Spanish Language Processing at University of Maryland: Building Infrastructure for Multilingual Applications

Clara Cabezas, Bonnie Dorr, Philip Resnik

University of Maryland, College Park, MD 20742

{clarac,bonnie,resnik}@umiacs.umd.edu

Abstract: We describe here our construction of lexical resources, tool creation, building of an aligned parallel corpus, and an approach to automatic treebank creation that we have been developing using Spanish data, based on projection of English syntactic dependency information across a parallel corpus.

Introduction

NLP researchers at the University of Maryland are currently working on the construction of resources and tools for several multilingual applications, with a focus on broad coverage machine translation (MT) and cross-language information retrieval. We describe here our construction of lexical resources, tool creation, building of an aligned parallel corpus, and an approach to automatic treebank creation, which we have been developing using Spanish data, based on projection of English syntactic dependency information across a parallel corpus.

Creating lexical databases for Spanish

We have built two types of lexical databases for Spanish: one that is semantico-syntactic, based on a representation called Lexical Conceptual Structure (LCS), and one that is morphological, based on Kimmo-style Spanish entries.

An LCS is a directed graph with a root that reflects the semantics of a lexical item by a combination of semantic structure and semantics content. LCS representations are both language and structure independent; they were originally formulated by Jackendoff (1983, 1990) and have been used as interlingua in a number of machine translation projects including UNITRAN and MILT (Dorr 1993; Dorr 1997).

The creation of a Spanish LCS lexicon relied heavily on the existence of a large hand-generated database of English LCS entries, which were ported over to Spanish LCS entries by means of a bilingual lexicon and acquisition procedures as described in Dorr (1997).

Our Spanish morphological lexicon was originally derived from a two-level Kimmo-based morphology system (Dorr 1993). This lexicon contains 273 roots and 99 types of endings, with an upper bound of possible morphological realizations of 27,027 (the product of number of roots, multiplied by the number of endings).

The structure of the lexicon consists of (a) root word entries, (b) continuation classes, and (c) endings.

(DEF-MORPH-ROOT language root features

(string-root1 continuation-class1 features1)

(string-root2 continuation-class2 features2))

For example, the Spanish words ‘veo’ (‘I see’) and ‘visto’ (‘seen’), would have the following entries in the lexicon:

(DEF-MORPH-ROOT Spanish VER [v]

(“ve” *ER-IRREG-6 NIL)

(“visto” NIL [perf-tns]))

We used this lexicon for English-to-Spanish query translation in several cross-language information retrieval experiments. The results were presented at the First International Conference on Language Resource Evaluation (LREC) in Granada, Spain (Dorr and Oard 1998).
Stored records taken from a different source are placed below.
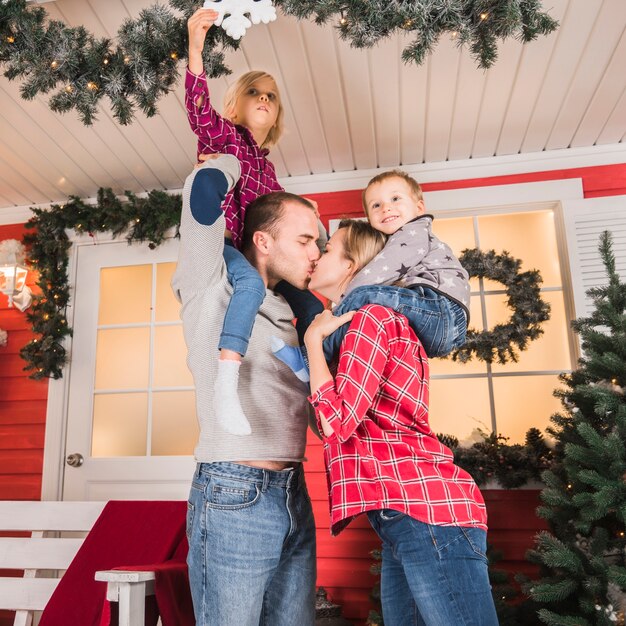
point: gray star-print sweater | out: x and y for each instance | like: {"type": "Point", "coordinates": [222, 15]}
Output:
{"type": "Point", "coordinates": [414, 256]}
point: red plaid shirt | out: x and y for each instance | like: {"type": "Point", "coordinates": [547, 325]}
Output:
{"type": "Point", "coordinates": [383, 453]}
{"type": "Point", "coordinates": [218, 135]}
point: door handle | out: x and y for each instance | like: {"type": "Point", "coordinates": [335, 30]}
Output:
{"type": "Point", "coordinates": [75, 460]}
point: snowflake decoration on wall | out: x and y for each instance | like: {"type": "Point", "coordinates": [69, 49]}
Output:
{"type": "Point", "coordinates": [233, 14]}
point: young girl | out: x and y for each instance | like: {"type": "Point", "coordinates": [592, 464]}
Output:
{"type": "Point", "coordinates": [383, 459]}
{"type": "Point", "coordinates": [251, 124]}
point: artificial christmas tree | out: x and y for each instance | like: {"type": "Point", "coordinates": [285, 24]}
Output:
{"type": "Point", "coordinates": [583, 557]}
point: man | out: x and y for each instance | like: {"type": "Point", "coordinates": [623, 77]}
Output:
{"type": "Point", "coordinates": [250, 524]}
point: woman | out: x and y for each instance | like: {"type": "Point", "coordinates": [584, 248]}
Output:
{"type": "Point", "coordinates": [383, 458]}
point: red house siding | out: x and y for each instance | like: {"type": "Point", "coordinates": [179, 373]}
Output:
{"type": "Point", "coordinates": [344, 561]}
{"type": "Point", "coordinates": [22, 405]}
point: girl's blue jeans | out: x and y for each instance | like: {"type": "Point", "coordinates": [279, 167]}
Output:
{"type": "Point", "coordinates": [432, 575]}
{"type": "Point", "coordinates": [439, 322]}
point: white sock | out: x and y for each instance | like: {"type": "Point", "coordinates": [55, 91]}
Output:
{"type": "Point", "coordinates": [230, 415]}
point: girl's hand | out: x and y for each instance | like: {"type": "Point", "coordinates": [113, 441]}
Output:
{"type": "Point", "coordinates": [198, 26]}
{"type": "Point", "coordinates": [325, 324]}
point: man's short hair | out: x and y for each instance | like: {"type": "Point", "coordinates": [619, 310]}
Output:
{"type": "Point", "coordinates": [265, 213]}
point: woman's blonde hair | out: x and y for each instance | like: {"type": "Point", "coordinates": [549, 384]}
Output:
{"type": "Point", "coordinates": [361, 242]}
{"type": "Point", "coordinates": [238, 88]}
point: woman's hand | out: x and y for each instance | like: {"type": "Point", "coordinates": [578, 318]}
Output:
{"type": "Point", "coordinates": [197, 26]}
{"type": "Point", "coordinates": [206, 157]}
{"type": "Point", "coordinates": [325, 324]}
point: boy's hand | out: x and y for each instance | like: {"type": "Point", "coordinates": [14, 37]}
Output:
{"type": "Point", "coordinates": [198, 26]}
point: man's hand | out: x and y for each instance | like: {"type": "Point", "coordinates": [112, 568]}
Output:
{"type": "Point", "coordinates": [197, 26]}
{"type": "Point", "coordinates": [325, 324]}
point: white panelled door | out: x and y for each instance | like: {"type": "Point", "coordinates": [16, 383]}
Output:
{"type": "Point", "coordinates": [131, 423]}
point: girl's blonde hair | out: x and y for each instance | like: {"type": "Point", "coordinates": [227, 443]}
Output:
{"type": "Point", "coordinates": [361, 242]}
{"type": "Point", "coordinates": [238, 88]}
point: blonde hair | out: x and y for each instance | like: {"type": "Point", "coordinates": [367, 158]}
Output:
{"type": "Point", "coordinates": [238, 88]}
{"type": "Point", "coordinates": [414, 186]}
{"type": "Point", "coordinates": [361, 242]}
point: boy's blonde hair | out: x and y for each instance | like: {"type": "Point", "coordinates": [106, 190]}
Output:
{"type": "Point", "coordinates": [414, 186]}
{"type": "Point", "coordinates": [362, 242]}
{"type": "Point", "coordinates": [238, 88]}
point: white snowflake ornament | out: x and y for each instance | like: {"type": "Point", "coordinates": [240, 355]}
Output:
{"type": "Point", "coordinates": [237, 21]}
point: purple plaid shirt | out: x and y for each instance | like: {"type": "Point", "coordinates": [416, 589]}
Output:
{"type": "Point", "coordinates": [218, 135]}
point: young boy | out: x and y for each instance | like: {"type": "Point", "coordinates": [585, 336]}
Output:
{"type": "Point", "coordinates": [416, 274]}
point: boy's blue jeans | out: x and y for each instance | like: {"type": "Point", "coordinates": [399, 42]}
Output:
{"type": "Point", "coordinates": [432, 575]}
{"type": "Point", "coordinates": [251, 546]}
{"type": "Point", "coordinates": [248, 295]}
{"type": "Point", "coordinates": [439, 322]}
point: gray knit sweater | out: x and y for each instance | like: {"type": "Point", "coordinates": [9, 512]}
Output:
{"type": "Point", "coordinates": [272, 398]}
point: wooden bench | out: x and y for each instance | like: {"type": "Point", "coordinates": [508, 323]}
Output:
{"type": "Point", "coordinates": [47, 552]}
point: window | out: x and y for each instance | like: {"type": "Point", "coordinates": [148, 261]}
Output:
{"type": "Point", "coordinates": [508, 399]}
{"type": "Point", "coordinates": [144, 401]}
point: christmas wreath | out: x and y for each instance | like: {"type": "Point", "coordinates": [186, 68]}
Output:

Applying a Spanish LCS Lexicon in MT

We have experimented with an interlingual approach to Spanish-English machine translation, using LCS representations as the interlingua. In our most recent experiments in Spanish to English translation, we have used LCS together with Abstract Meaning Representations (AMR) as developed at USC/ISI (Langkilde and Knight, 1998a). AMRs are semantic-syntactic language-specific representations.

After parsing the Spanish sentence, we create a semantic representation (LCS), which is then transformed into a syntactic-semantic representation of the target language sentence (AMR). This representation serves as the input to Nitrogen, a generation tool developed by USC/ISI (Langkilde and Knight, 1998a; Langkilde and Knight 1998b). Nitrogen is responsible for (a) transforming the Spanish syntactic representation into an English syntactic representation, (b) Creating a word by generating all the possible surface orderings (linearizations) for the English sentence, (c) Using a n-gram language model to choose the optimal linearization, and finally (d) generating morphological realizations, i.e. producing the surface form for the English sentence which corresponds to the translation of the Spanish original sentence.

Acquiring bilingual dictionary entries

In addition to building and applying the more sophisticated LCS lexical representations, we have explored the automatic acquisition of simple word-to-word correspondences from parallel corpora, based on cross-language statistical association between word co-occurrences. The noisy, confidence-ranked bilingual lexicons obtained in this way can be useful in porting LCS lexicons to new languages, as described above, and are also useful by themselves in improving dictionary-based cross language information retrieval (Resnik, Oard, and Levow, 2001).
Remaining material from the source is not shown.